Dado que ya estaba allí, pensé que podría aprovechar para conseguir un perro bravo. Pero antes, algo para mis nervios. En cuanto aterrizó el avión, corrí a la farmacia del aeropuerto y pedí a la dependienta una caja de amyls.

Empezó a menearse y a mover la cabeza.

—Oh no —dijo al fin—. No puedo venderle esas cosas sin receta.

—Lo se —dije—. Pero mire, yo soy doctor. No necesito receta.

Seguía impacientándose.

—Bueno… tendrá que enseñarme alguna tarjeta de identificación —gruñó.

—Claro, claro.

Saqué la cartera y le permití ver la falsa placa policial mientras buscaba entre los papeles hasta encontrar mi Tarjeta Eclesiástica de Descuento que me identificaba como Doctor de la Divinidad y Ministro Titulado de la Iglesia de la Verdad Nueva.

La inspeccionó atentamente. Luego me la devolvió. Percibí un respeto nuevo en su actitud. Su mirada era más cordial. Parecía desear enternecerme.

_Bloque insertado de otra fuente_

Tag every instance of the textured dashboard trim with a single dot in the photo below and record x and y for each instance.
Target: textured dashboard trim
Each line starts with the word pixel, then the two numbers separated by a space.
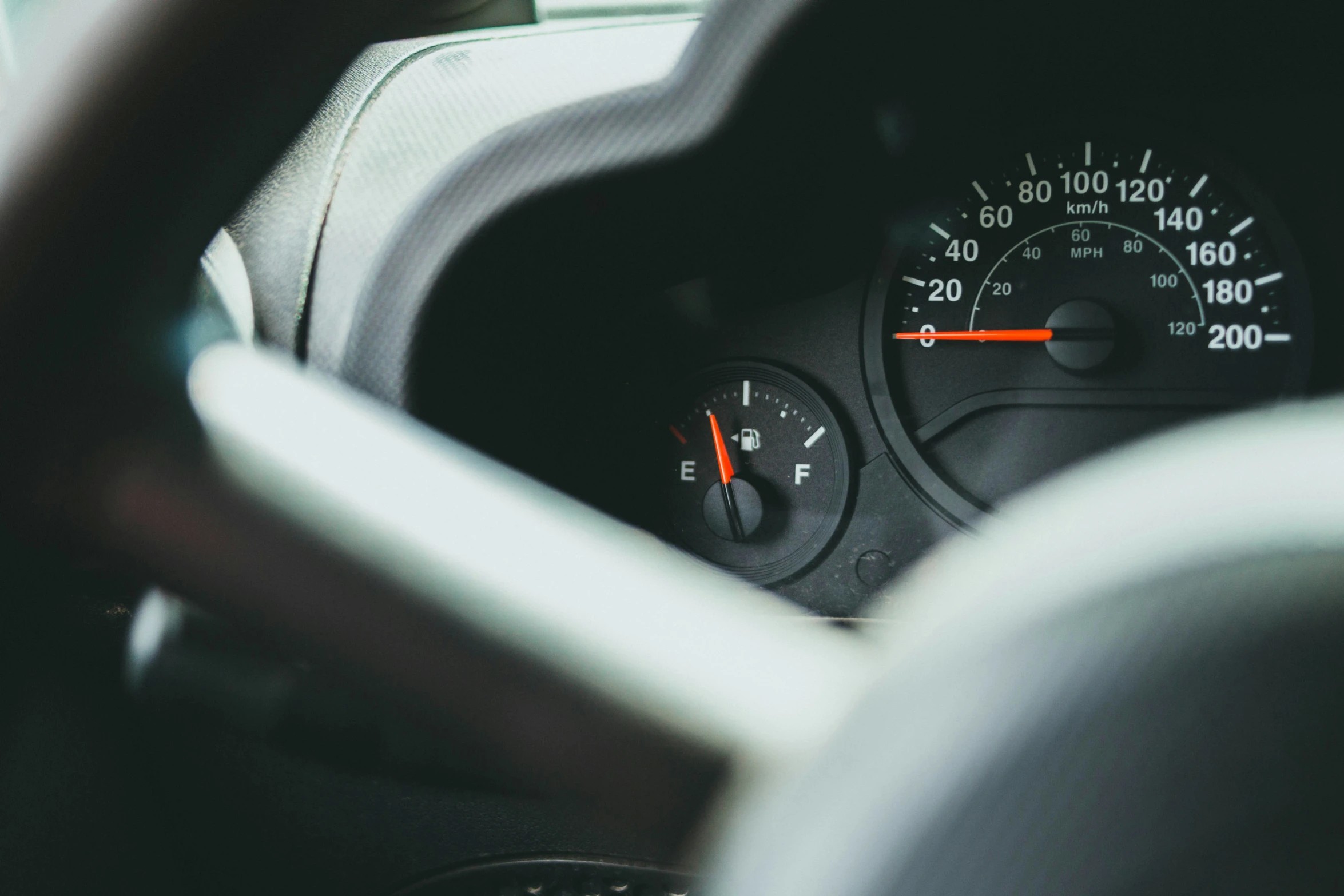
pixel 605 135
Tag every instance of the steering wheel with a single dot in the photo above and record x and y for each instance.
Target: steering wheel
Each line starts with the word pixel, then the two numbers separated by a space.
pixel 1097 695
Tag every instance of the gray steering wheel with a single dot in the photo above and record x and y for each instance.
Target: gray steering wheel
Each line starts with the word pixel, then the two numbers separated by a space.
pixel 1096 696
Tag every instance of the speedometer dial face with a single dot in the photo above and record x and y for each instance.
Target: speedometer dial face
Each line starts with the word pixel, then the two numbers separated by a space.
pixel 1070 298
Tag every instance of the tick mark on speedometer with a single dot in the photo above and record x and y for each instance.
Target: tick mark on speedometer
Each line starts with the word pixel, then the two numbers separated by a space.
pixel 1077 298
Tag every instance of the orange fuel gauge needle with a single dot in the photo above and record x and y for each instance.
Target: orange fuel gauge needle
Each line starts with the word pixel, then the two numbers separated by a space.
pixel 987 335
pixel 730 507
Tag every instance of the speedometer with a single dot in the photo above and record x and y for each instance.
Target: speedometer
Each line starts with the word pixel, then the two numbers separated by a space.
pixel 1073 297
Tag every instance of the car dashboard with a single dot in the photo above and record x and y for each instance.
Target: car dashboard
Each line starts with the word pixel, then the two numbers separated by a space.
pixel 904 266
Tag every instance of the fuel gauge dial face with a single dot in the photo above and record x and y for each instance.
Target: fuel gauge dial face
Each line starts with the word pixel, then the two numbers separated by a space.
pixel 757 472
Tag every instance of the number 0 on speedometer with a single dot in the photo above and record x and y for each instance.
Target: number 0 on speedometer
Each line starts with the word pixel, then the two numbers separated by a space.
pixel 1073 297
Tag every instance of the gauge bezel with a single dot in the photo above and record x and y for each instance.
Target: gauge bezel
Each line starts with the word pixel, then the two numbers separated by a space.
pixel 824 537
pixel 943 495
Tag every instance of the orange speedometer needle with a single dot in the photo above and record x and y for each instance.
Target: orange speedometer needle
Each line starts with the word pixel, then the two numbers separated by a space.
pixel 721 455
pixel 987 335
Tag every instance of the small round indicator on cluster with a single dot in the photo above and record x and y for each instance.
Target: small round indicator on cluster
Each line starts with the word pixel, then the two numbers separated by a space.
pixel 757 472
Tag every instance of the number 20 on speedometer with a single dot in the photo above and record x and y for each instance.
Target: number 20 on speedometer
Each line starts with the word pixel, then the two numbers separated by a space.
pixel 1069 297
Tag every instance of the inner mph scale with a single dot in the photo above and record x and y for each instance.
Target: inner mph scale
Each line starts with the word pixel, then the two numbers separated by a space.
pixel 1074 297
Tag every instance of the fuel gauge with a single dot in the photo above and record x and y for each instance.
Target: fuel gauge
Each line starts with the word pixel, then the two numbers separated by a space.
pixel 757 472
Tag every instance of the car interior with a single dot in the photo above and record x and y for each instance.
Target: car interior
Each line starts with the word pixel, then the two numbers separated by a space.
pixel 638 448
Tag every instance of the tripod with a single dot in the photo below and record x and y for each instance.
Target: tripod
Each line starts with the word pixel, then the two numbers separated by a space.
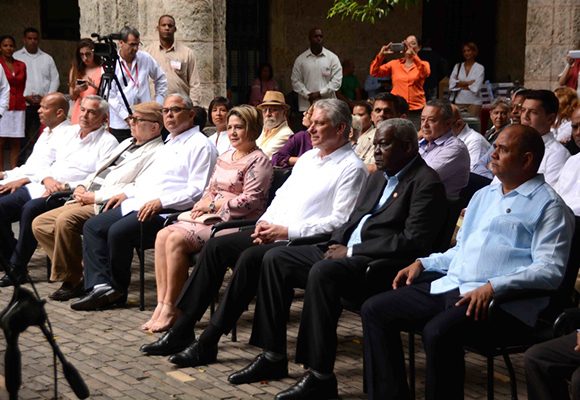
pixel 27 309
pixel 109 77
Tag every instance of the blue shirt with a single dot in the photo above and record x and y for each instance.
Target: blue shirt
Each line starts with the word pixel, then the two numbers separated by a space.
pixel 520 240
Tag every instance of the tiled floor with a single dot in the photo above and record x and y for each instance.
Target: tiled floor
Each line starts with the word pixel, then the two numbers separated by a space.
pixel 104 348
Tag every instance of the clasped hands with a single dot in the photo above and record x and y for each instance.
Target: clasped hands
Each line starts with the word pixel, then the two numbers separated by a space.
pixel 477 300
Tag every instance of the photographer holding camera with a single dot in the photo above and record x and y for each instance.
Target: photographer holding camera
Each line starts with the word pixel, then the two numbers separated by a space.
pixel 408 74
pixel 133 70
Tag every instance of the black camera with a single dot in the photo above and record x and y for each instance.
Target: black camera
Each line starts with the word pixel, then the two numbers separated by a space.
pixel 105 46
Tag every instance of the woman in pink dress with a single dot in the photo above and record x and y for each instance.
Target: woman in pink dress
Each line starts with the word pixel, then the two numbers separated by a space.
pixel 84 76
pixel 263 82
pixel 237 189
pixel 12 122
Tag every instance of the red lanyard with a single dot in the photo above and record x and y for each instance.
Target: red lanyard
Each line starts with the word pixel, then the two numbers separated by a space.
pixel 136 79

—Espero que me perdone, doctor —dijo, con una linda sonrisa—. Pero tenía que preguntar. Tenemos algunos freaks auténticos, en esta ciudad. Adictos peligrosos. No se imagina usted.

—No se preocupe —dije—. Lo entiendo perfectamente. Pero padezco del corazón y espero…

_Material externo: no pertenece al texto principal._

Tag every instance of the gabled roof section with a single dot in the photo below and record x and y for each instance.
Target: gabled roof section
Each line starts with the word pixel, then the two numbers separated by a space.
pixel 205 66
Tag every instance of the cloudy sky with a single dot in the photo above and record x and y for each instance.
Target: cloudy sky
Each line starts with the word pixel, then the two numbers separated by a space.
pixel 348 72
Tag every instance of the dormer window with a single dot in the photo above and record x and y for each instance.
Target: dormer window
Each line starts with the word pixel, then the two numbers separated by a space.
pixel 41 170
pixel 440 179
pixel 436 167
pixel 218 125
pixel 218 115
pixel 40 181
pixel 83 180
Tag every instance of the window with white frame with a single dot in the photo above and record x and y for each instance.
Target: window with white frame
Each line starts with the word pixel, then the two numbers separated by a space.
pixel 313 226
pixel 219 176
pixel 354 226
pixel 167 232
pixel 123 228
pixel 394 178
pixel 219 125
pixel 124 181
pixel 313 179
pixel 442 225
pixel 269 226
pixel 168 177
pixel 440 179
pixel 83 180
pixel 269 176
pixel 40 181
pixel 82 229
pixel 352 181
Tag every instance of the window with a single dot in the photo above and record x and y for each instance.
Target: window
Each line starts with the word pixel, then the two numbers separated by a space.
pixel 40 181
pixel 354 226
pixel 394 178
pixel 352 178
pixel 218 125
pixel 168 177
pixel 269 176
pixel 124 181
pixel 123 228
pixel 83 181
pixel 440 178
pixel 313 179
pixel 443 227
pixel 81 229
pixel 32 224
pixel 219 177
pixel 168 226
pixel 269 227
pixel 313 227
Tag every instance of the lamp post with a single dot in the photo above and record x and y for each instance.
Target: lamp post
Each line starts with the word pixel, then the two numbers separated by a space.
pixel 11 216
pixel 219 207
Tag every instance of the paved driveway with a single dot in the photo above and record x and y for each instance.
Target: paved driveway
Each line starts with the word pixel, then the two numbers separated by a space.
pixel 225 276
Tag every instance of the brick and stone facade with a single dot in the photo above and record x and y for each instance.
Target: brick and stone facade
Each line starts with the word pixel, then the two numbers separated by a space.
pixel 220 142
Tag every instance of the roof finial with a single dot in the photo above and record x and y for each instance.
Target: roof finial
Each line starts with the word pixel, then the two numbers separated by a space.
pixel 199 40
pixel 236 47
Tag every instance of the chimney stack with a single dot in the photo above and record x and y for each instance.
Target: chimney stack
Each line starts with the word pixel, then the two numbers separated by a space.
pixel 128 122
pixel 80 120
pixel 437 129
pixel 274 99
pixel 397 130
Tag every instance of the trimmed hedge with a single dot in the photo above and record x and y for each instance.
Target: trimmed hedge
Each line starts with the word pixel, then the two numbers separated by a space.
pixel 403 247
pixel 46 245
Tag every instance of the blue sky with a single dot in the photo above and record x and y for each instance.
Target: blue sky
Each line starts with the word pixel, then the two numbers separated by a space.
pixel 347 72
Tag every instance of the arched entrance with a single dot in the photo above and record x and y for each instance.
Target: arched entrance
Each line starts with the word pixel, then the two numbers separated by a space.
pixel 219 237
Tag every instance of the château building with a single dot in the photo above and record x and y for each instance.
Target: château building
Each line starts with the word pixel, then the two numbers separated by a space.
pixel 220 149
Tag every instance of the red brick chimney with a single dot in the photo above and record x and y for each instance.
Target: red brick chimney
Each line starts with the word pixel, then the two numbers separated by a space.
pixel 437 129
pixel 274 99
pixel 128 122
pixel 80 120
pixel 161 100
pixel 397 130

—¡Con mucho gusto! —exclamó, y en cuestión de segundos estaba de vuelta con una docena de amyls. Pagué sin aludir siquiera al descuento eclesiástico. Luego abrí la caja y rompí inmediatamente una debajo de la nariz mientras ella observaba.

—Agradezca que su corazón es joven y fuerte —le dije—. Si yo fuera usted… jamás… ah… ¡santo Dios!… ¿qué? Sí, tendrá que disculparme ahora; siento que empieza a hacer efecto.

Me volví y salí tambaleándome en dirección al bar.

—¡Dios se apiade de vosotros, puercos! —grité a dos marines que salían del servicio de caballeros.

Me miraron pero no dijeron nada. Para entonces, iba ya riéndome a lo loco. Pero daba igual. Yo no era más que otro clérigo estúpido enfermo del corazón. Mierda, me querrán en el Brown Palace. Tomé otra buena ración de amyl, y cuando llegué al bar mi corazón rebosaba alegría.

Me sentía como una monstruosa reencarnación de Horatio Alger… un Hombre en Marcha, y estaba tan enfermo como para sentir una confianza y una seguridad absolutas.